Paging workspace objects¶
Workspaces can contain many objects, but the list_objects
command returns a maximum of
10,000 object_info
data structures (referred to as objects from now on) at a time. This
section of the documentation discusses how to handle the case where access to large amounts
of data is required.
If it is reasonable to expect that a list_objects
command will return no more than 10,000
objects then paging doesn’t need to be considered. For example if the command only encompasses
one workspace, only the most recent version of each object is required, and the max_objid
field in the workspace information returned by various API methods (for example
get_workspace_info
) is no more than 10,000, then a single list_objects
command can return
all the data requested. See Workspaces for more information about getting information
about workspaces and List objects for information about the list_objects
command.
There are currently two ways to page through workspace data - via object ID limits, and via reference limit.
Sort order¶
When paging via the two methods mentioned above, the objects are returned in a specific sort
order (but see the notes about ill-advised list_objects
parameters in
Paging by object ID limits):
the workspace ID, ascending
the object ID, ascending
the version, descending
This makes it easy to determine how many versions an object has the first time it is encountered in the list of returned data.

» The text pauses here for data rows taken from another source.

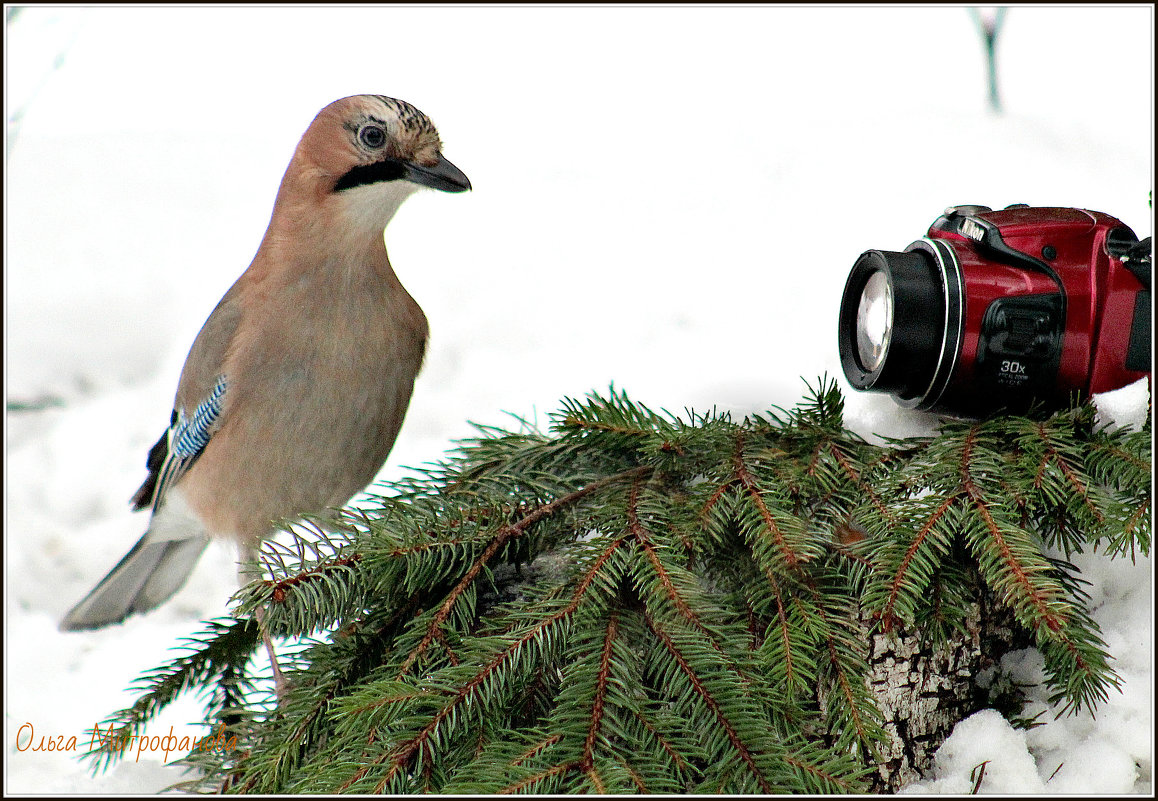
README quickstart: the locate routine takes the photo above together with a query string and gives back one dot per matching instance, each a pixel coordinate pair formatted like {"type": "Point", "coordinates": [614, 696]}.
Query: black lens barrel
{"type": "Point", "coordinates": [916, 343]}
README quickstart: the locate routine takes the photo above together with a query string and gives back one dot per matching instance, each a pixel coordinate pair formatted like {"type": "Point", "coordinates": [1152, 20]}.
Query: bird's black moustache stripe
{"type": "Point", "coordinates": [371, 174]}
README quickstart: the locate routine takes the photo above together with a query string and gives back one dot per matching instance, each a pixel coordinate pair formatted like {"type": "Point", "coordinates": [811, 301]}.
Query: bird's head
{"type": "Point", "coordinates": [367, 154]}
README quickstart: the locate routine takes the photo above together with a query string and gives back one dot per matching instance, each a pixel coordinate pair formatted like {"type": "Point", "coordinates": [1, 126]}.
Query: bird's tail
{"type": "Point", "coordinates": [149, 573]}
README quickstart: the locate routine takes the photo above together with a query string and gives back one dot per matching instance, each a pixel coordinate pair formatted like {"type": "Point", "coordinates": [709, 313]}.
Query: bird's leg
{"type": "Point", "coordinates": [247, 568]}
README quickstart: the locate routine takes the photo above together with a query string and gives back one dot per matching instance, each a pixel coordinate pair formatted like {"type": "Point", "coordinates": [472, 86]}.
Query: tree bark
{"type": "Point", "coordinates": [923, 692]}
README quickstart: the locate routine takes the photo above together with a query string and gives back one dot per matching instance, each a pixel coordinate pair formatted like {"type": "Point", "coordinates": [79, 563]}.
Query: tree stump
{"type": "Point", "coordinates": [924, 691]}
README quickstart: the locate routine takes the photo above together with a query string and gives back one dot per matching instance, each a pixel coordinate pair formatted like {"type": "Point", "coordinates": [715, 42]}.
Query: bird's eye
{"type": "Point", "coordinates": [372, 136]}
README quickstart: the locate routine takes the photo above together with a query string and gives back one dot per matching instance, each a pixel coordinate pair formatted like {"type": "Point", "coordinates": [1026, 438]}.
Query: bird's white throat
{"type": "Point", "coordinates": [368, 210]}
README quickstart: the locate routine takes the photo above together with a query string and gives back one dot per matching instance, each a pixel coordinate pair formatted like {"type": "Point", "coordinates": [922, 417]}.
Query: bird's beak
{"type": "Point", "coordinates": [442, 176]}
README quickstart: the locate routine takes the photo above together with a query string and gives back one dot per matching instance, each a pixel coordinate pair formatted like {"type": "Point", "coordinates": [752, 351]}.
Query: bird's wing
{"type": "Point", "coordinates": [199, 404]}
{"type": "Point", "coordinates": [181, 445]}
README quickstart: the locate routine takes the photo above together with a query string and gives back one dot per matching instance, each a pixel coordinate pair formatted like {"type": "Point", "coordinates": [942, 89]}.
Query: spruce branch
{"type": "Point", "coordinates": [636, 602]}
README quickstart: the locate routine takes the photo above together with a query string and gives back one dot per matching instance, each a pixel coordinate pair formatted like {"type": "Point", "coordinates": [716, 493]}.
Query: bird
{"type": "Point", "coordinates": [294, 390]}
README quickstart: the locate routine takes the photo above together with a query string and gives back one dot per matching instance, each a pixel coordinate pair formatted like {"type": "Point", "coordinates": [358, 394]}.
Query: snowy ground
{"type": "Point", "coordinates": [666, 197]}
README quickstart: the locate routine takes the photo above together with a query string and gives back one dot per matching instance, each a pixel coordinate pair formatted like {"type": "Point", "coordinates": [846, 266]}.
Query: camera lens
{"type": "Point", "coordinates": [874, 321]}
{"type": "Point", "coordinates": [900, 324]}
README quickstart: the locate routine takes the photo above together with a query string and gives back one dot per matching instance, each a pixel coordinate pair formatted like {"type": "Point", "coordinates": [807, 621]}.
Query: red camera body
{"type": "Point", "coordinates": [1001, 310]}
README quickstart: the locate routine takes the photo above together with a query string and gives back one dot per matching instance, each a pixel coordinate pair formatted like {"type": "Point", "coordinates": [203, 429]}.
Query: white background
{"type": "Point", "coordinates": [666, 198]}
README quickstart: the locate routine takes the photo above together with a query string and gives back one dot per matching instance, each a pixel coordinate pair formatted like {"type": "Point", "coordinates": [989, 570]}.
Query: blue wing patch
{"type": "Point", "coordinates": [180, 446]}
{"type": "Point", "coordinates": [189, 436]}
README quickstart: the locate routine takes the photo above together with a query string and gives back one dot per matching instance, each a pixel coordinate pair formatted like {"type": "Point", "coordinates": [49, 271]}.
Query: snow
{"type": "Point", "coordinates": [667, 197]}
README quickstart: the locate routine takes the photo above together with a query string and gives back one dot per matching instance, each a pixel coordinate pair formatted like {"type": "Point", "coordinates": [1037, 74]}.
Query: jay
{"type": "Point", "coordinates": [294, 390]}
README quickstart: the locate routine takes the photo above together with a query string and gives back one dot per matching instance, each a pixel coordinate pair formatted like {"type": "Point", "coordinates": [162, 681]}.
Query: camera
{"type": "Point", "coordinates": [1001, 310]}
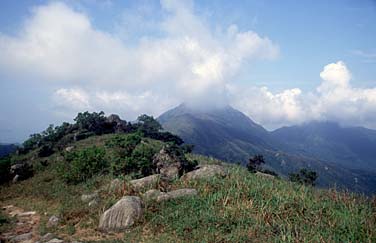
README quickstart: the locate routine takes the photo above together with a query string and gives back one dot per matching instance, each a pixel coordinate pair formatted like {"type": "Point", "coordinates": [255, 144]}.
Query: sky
{"type": "Point", "coordinates": [280, 62]}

Object ID versus reference limits¶
Paging by object ID limits works well for paging through data in a single workspace where only the most recent version of each object is required. Its advantage over reference-based paging is that any range of object IDs can be accessed at any time, whereas in reference-based paging each set of objects returned depends on the reference of the last object in the prior set.
Paging by reference works well for any number of workspaces and when all object versions are required. The drawback is that data from the prior set of objects is required to get the next set.

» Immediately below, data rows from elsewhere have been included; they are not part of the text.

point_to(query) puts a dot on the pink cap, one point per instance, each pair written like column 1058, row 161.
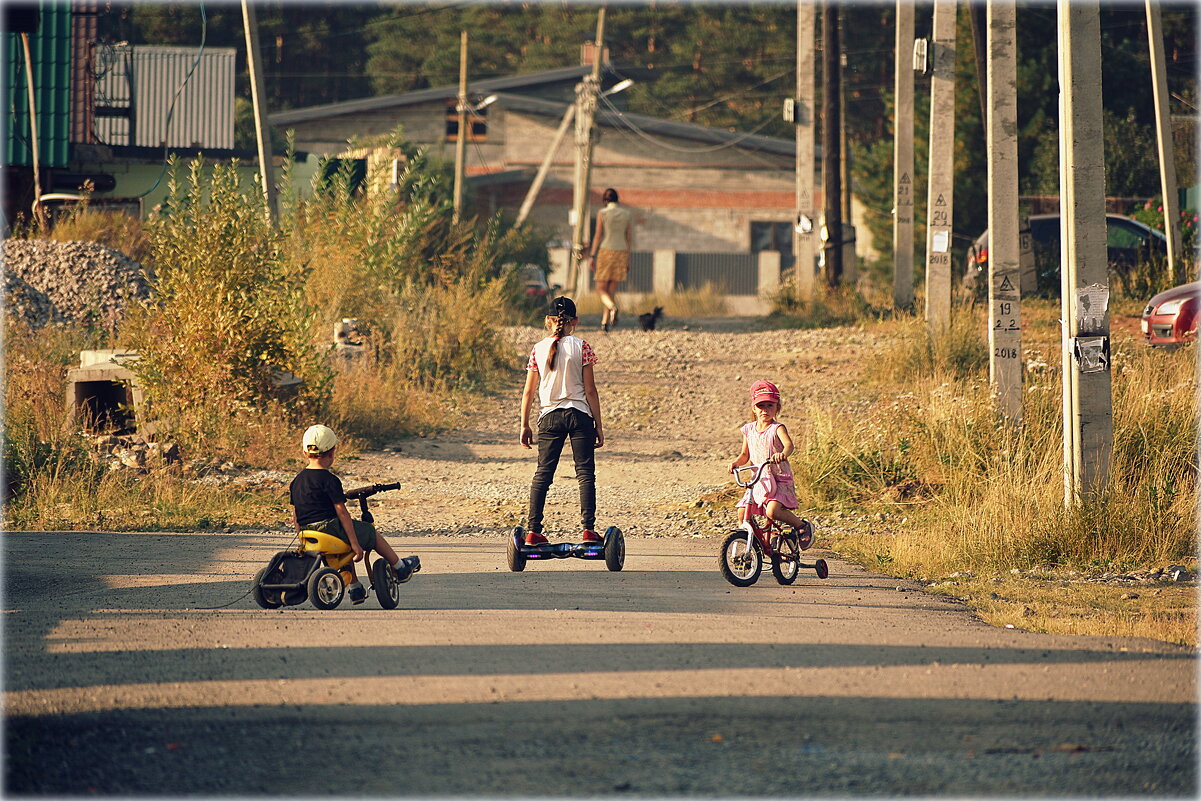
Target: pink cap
column 762, row 390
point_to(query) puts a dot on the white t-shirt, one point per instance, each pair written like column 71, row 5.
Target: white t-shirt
column 563, row 386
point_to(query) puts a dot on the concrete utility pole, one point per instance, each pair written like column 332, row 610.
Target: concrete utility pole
column 460, row 144
column 586, row 93
column 1004, row 249
column 804, row 119
column 902, row 160
column 942, row 168
column 544, row 167
column 1088, row 402
column 258, row 96
column 849, row 269
column 1164, row 138
column 831, row 155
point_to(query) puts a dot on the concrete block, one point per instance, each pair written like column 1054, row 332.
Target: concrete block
column 663, row 272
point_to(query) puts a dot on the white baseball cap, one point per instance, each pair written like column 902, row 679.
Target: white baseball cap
column 318, row 438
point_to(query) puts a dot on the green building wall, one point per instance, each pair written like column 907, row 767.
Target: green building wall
column 51, row 54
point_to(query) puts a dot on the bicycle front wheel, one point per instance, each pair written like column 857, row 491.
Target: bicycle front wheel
column 740, row 563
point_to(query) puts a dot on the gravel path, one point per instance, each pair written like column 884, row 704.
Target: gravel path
column 671, row 401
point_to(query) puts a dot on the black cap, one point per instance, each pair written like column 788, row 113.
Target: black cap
column 563, row 308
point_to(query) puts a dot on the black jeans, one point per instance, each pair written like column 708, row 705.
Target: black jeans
column 554, row 429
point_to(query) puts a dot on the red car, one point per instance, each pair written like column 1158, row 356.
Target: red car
column 1171, row 317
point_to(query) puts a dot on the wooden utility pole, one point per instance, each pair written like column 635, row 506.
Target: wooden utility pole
column 902, row 160
column 586, row 93
column 460, row 144
column 1004, row 249
column 258, row 96
column 1088, row 402
column 942, row 168
column 544, row 167
column 804, row 119
column 831, row 151
column 1164, row 139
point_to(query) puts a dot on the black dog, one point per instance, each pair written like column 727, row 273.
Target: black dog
column 650, row 318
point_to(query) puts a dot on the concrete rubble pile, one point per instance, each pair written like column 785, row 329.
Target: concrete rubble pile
column 69, row 281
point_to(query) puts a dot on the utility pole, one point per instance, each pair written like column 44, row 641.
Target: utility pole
column 942, row 168
column 1004, row 249
column 1088, row 402
column 460, row 144
column 804, row 119
column 544, row 167
column 258, row 96
column 902, row 160
column 586, row 93
column 849, row 272
column 831, row 155
column 1164, row 138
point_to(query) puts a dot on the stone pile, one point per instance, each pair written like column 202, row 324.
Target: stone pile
column 131, row 452
column 69, row 281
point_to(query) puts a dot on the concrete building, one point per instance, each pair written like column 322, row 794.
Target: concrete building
column 694, row 190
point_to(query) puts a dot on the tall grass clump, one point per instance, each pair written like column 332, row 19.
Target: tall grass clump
column 706, row 300
column 40, row 435
column 227, row 318
column 829, row 306
column 431, row 294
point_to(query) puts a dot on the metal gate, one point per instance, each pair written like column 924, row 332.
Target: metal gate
column 729, row 273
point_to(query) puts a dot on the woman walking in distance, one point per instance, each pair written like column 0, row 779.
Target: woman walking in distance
column 610, row 253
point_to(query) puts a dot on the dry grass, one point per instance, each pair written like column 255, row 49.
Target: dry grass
column 706, row 302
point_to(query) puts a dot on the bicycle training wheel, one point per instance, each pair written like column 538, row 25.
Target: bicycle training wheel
column 787, row 565
column 740, row 565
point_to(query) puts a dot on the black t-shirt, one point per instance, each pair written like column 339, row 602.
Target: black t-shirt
column 314, row 494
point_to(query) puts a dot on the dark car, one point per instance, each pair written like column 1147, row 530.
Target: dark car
column 1128, row 241
column 1171, row 316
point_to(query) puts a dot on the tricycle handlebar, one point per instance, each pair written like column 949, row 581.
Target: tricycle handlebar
column 371, row 489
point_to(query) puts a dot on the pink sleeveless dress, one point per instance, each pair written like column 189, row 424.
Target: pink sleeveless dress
column 776, row 483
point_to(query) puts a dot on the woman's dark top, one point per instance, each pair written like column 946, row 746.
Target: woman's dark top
column 314, row 495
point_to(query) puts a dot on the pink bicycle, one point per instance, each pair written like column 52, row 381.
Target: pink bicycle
column 745, row 550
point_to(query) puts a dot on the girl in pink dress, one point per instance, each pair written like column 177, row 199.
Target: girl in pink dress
column 764, row 440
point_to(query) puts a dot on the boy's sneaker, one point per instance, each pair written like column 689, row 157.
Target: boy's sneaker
column 406, row 567
column 805, row 535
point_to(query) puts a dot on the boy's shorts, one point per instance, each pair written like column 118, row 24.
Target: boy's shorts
column 363, row 531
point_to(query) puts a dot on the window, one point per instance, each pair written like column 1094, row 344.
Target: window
column 477, row 124
column 774, row 235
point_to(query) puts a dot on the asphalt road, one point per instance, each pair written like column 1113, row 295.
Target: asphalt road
column 133, row 668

Paging by object ID limits¶
To page by object ID limits, provide the minObjectID
and maxObjectID
parameters
to limit the object IDs, and thus the number of objects, returned in the result. Both parameters
are inclusive. maxObjectID - minObjectID
should always be <= 10,000. Setting a smaller
limit
can be done by specifying object ID parameters with a smaller difference.
Note that by default, hidden and deleted objects will not be returned in the set of objects.
For this reason, it is important to specify both a minimum and maximum object ID when
incrementing the minimum object ID by a set amount - otherwise
there may be duplicated objects in subsequent list_objects
calls.
Specifying that all object versions should be included in the results is not recommended, as
the limit
may be exceeded, and any excess objects will not be returned in the set.
Several parameters should be avoided when using the list_objects
command to page
through data with object ID limits:
Any of the time stamps (
after
,before
,after_epoch
, andbefore_epoch
)savedby
meta
Depending on the parameter set and the data to be listed, including any of these parameters may slow down the data lookup substantially and may cause the data not to be sorted.
The following example shows how to page through a large workspace <= 10,000 objects at a time:
In [3]: max_id = ws.get_workspace_info({'id': 19217})[4]
In [4]: max_id
Out[4]: 606146
In [5]: for i in range(0, max_id, 10000):
...: objs = ws.list_objects({
...: 'ids': [19217],
...: 'minObjectID': i + 1,
...: 'maxObjectID': i + 10000}
...: )
...: # do something with objs
If the result is sorted, an alternative is to omit the maximum object ID and generate the
minimum ID for each loop from the maximum object ID in the data from the prior loop. This
may result in fewer overall list_objects
calls, but has the disadvantage that getting each
data set depends on the prior set.
Paging by reference limit¶
To page by a reference limit, provide the startafter
parameter and optionally a limit
if less than 10,000 objects should be returned at a time. Paging with a reference limit is useful
for paging through multiple workspaces or object versions. The startafter
parameter looks
like a workspace object reference of the form X/Y/Z
where X
is the integer workspace ID,
Y
the integer object ID, and Z
the version. The version may be omitted, and and object ID
may be omitted if the version is omitted. To page through data, start by submitting only the
smallest workspace ID from the set of workspaces submitted to the list_objects
command and
the object ID of the starting object of interest (often 1). Construct further startafter
parameters from the last object in the list of returned objects.
The following list_objects
parameters are incompatible with the startafter
parameter
and will cause an error to be returned if used:
Any of the time stamps (
after
,before
,after_epoch
, andbefore_epoch
)savedby
meta
object ID limits (
minObjectID
andmaxObjectID
)
The following example shows how the paging proceeds, using a very small limit for clarity:
In [5]: def calc_startafter(objects):
...: if not objects:
...: return None
...: o = objects[-1]
...: return '/'.join([str(o[6]), str(o[0]), str(o[4])])
...:
In [6]: startafter = '1/1'
In [7]: while startafter:
...: objs = ws.list_objects({
...: 'ids': [1, 2],
...: 'startafter': startafter,
...: 'limit': 3,
...: 'showAllVersions': 1
...: })
...: for o in objs:
...: # do something more meaningful here
...: print(f'{o[6]}/{o[0]}/{o[4]}')
...: startafter = calc_startafter(objs)
...: print(f'startafter: {startafter}')
...:
1/1/3
1/1/2
1/1/1
startafter: 1/1/1
1/2/2
1/2/1
2/1/2
startafter: 2/1/2
2/1/1
startafter: 2/1/1
startafter: None
The last call to the workspace could be eliminated by checking that the number of objects
returned is less than limit
.